Although Trulieve was the first to receive approval from the state Department of Health to sell whole flower, other medical marijuana operators are racing to get authorization in an industry that has rapidly expanded since marijuana began being retailed in January 2018.
"We do expect that there will be an increase in the Florida market. I don't know that we'll see as much of a shift of current patients, as we will patients who have not been medical patients up to this point, entering the market because they now see a product that they are attracted to and that works for them," Rivers said.
Florida voters in 2016 approved a constitutional amendment that broadly legalized medical marijuana. But in passing a law to carry out the constitutional amendment, the Legislature in 2017 banned smoking medical marijuana.
Orlando trial lawyer John Morgan, who largely bankrolled the 2016 constitutional amendment, led a legal challenge to the smoking ban. A Leon County circuit judge ruled that the smoking ban violated the amendment, spurring an appeal by former Gov. Rick Scott's administration.
But shortly after taking office in January, Gov. Ron DeSantis gave lawmakers an ultimatum, threatening to drop the state's appeal in the smoking case if they did not repeal the ban.
Lawmakers complied, passing a measure two days prior to a March 15 deadline set by DeSantis. The governor signed the bill into law on Monday.
Under the law, smokable marijuana must be sold in "plain, opaque, and white" packaging "without depictions of the product or images other than the medical marijuana treatment center's department-approved logo and the marijuana universal symbol."

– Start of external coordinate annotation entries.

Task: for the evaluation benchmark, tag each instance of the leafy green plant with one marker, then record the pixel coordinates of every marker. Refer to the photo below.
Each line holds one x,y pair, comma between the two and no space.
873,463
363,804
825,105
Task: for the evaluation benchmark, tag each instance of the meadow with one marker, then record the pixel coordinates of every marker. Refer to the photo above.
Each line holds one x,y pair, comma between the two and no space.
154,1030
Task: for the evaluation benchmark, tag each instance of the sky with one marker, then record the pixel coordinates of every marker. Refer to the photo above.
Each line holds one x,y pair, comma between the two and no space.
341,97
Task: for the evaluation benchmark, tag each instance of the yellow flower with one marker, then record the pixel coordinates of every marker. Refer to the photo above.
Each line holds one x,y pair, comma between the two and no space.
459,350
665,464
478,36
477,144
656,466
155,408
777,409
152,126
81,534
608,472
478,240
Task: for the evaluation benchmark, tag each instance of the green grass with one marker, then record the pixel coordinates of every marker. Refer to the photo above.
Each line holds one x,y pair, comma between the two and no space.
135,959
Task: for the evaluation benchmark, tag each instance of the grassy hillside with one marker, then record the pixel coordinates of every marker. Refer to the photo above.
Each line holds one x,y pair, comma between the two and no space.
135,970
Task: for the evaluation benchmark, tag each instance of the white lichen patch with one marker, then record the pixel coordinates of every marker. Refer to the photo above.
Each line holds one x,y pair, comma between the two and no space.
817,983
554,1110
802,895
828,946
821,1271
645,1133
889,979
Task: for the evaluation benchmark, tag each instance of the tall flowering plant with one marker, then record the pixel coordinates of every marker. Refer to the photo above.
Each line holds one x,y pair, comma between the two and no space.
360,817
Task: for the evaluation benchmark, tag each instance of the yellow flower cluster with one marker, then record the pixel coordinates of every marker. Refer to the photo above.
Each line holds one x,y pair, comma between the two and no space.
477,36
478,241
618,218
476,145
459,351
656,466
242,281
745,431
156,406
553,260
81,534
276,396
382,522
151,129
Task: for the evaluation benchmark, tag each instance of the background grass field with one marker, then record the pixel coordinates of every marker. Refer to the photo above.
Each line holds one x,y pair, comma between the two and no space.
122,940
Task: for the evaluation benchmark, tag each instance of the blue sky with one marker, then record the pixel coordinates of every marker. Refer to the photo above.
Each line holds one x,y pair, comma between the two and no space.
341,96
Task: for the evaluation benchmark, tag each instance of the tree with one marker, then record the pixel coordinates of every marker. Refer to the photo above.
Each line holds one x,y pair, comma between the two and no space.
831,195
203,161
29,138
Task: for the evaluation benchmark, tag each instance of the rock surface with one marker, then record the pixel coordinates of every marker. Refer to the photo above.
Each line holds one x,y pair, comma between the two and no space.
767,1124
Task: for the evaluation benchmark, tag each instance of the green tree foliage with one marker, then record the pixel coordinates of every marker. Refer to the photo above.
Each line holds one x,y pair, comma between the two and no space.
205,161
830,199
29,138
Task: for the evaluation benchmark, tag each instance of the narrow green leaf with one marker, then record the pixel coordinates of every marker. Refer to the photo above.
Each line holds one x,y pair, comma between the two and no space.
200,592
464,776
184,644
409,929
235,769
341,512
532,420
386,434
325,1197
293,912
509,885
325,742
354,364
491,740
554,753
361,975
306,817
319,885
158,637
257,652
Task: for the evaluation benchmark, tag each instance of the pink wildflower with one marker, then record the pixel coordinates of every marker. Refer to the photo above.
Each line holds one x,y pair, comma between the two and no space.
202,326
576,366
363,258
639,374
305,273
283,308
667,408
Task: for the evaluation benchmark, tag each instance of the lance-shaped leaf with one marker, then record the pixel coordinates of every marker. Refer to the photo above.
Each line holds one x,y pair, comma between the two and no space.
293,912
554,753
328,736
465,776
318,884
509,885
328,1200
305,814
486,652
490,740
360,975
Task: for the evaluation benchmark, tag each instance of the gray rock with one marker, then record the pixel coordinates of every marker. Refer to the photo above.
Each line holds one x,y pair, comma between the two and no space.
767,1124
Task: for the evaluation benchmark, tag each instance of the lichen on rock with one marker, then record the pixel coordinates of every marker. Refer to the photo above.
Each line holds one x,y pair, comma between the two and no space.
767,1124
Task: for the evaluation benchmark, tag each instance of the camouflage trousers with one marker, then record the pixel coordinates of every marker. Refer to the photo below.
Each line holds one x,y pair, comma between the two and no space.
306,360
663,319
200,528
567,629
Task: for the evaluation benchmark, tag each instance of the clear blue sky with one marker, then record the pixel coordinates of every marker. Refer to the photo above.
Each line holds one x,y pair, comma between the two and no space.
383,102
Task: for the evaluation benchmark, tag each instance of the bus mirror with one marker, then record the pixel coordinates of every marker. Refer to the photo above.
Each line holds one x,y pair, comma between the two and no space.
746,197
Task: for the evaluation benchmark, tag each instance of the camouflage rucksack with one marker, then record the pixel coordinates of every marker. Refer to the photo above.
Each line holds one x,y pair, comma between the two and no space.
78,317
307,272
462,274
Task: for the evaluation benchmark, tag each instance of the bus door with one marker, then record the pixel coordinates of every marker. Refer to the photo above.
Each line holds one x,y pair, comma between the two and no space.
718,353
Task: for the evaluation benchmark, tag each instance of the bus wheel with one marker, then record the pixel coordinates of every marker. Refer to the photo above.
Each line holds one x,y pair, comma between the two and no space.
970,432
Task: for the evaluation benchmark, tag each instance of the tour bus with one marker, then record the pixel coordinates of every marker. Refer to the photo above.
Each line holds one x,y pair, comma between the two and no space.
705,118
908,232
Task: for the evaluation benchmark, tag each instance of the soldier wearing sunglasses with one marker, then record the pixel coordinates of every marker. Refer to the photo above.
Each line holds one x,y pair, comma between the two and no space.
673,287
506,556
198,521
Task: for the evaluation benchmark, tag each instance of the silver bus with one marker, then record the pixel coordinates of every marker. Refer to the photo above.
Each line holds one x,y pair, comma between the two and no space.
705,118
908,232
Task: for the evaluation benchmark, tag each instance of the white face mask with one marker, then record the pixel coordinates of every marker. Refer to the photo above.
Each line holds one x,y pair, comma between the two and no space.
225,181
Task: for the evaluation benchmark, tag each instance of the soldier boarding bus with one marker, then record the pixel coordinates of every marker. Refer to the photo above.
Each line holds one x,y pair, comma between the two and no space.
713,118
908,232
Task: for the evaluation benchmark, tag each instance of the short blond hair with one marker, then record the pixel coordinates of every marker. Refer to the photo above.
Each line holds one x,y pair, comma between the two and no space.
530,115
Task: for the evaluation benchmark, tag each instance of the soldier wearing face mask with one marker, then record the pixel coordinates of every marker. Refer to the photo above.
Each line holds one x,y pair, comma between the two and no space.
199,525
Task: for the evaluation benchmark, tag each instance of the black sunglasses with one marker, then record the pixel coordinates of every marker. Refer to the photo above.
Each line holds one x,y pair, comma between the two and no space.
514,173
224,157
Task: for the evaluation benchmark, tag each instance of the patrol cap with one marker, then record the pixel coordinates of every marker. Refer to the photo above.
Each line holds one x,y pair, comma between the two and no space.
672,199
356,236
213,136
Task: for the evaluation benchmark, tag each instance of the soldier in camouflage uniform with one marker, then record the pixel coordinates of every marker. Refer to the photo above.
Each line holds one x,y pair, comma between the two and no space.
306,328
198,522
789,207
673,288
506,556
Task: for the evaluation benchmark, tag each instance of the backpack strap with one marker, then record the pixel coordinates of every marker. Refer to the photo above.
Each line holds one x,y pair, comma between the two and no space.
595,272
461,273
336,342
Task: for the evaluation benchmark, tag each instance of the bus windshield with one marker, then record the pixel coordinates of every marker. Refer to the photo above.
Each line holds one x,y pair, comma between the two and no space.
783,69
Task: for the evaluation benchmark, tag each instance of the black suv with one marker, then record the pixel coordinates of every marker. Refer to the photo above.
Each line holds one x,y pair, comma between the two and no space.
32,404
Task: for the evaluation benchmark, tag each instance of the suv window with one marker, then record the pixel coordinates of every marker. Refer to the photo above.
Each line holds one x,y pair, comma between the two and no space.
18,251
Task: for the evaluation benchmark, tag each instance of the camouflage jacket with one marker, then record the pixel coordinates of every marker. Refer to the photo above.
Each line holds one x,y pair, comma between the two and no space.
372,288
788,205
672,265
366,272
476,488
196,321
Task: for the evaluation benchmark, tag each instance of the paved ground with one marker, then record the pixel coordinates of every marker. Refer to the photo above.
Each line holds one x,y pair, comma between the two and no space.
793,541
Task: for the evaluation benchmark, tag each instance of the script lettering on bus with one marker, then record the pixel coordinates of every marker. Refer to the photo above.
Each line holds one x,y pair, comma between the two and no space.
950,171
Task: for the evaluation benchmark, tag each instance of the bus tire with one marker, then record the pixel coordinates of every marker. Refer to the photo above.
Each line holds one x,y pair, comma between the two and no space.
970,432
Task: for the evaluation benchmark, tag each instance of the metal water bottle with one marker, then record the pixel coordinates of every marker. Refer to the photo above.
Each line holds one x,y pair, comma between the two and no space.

Doctors also have to provide documentation proving that smoking is the appropriate route of administration and swearing that "the benefits of smoking marijuana for medical use outweigh the risks for the qualified patient."
Dixon, whose doctor authorized him to smoke cannabis, said other forms of medical marijuana don't work as well for him.
"For me, a pipe is just a little bit too rough on my throat. It's the same with the vape. I think that because I am a smoker, I think I vape too hard. I smoke cigarettes, and so ingesting it that way is just easier for me," he said.